(+62 231) 8301548 isif@isif.ac.id

Tulisan ini adalah Orasi Ilmiah yang disampaikan dalam Sidang Senat Terbuka Wisuda Sarjana Institut Studi Islam Fahmina (ISIF) Angkatan VI,  24 Desember 2022, di Hotel Prima Cirebon.

Pengantar

Perkenankan saya memulai dengan mengucapkan ‘Selamat!’ kepada mahasiswa-mahasiswa Institut Studi Islam Fahmina (ISIF) yang wisuda pada hari ini.

ISIF adalah sebuah aspirasi. Dia bagian dari perjuangan besar untuk menghadirkan kehidupan yang adil, bermartabat dan sejahtera bagi semua.

Terima kasih atas kesempatan yang diberikan kepada saya untuk berbagi refleksi tentang membangun pengetahuan transformatif. Saya bicara hari ini bukan sebagai akademisi atau ilmuwan dalam sebuah disiplin ilmu tertentu. Saya hanya seorang penggerak yang terus berpikir kritis di ruang publik dengan sumber daya yang tersedia di ruang publik demi majunya perjuangan besar yang sama-sama sedang diupayakan ini.

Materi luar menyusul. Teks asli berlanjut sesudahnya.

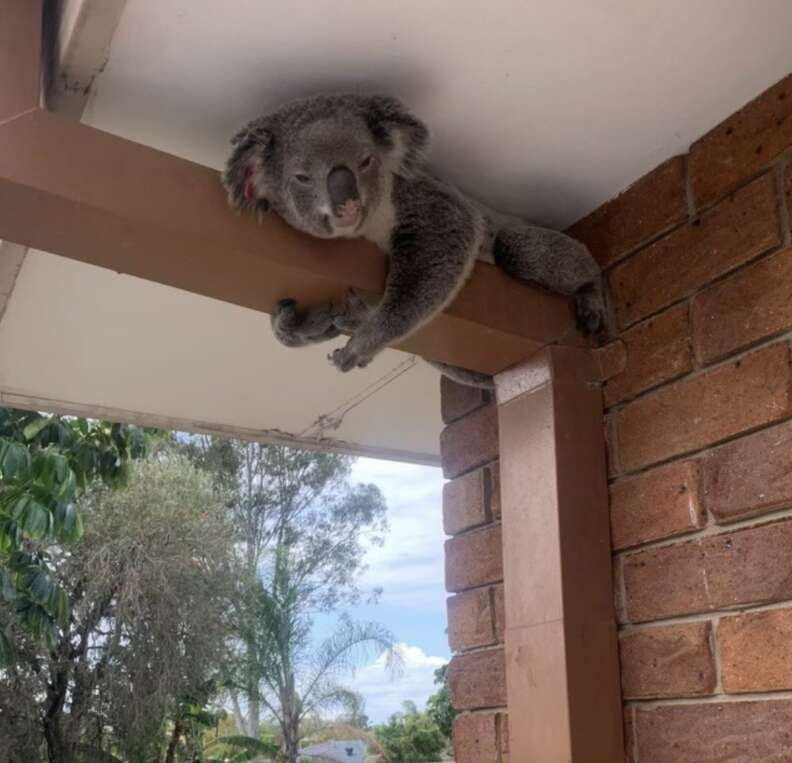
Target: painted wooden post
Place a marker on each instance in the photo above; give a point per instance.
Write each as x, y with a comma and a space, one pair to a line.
562, 669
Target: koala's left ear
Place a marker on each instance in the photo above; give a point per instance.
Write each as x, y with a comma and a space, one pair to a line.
244, 176
394, 127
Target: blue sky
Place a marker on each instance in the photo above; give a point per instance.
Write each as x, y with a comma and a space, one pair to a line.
409, 569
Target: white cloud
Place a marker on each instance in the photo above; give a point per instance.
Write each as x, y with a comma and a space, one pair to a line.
409, 566
384, 693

Krisis dan Momen Transformatif

Tantangan yang dihadapi dalam perjuangan ini semakin besar dan kompleks sekarang. Pandemi Covid-19 tidak sekedar mengakibatkan porak-porandanya kehidupan umat manusia sedunia. Menyebarnya virus corona ke seantero dunia juga merupakan sebuah pesan dari alam. Melalui partikel mungil yang tak kasat mata ini, alam sedang bersuara bahwa manusia ini telah terlalu jauh menjarah ke ruang hidup alam semesta. Keserakahannya nyaris tidak menyisakan lagi habitat yang aman dan sentosa bagi makhluk-makhluk penghuni lainnya – flora dan fauna yang selama ini ikut memastikan keberlanjutan hidup di Bumi.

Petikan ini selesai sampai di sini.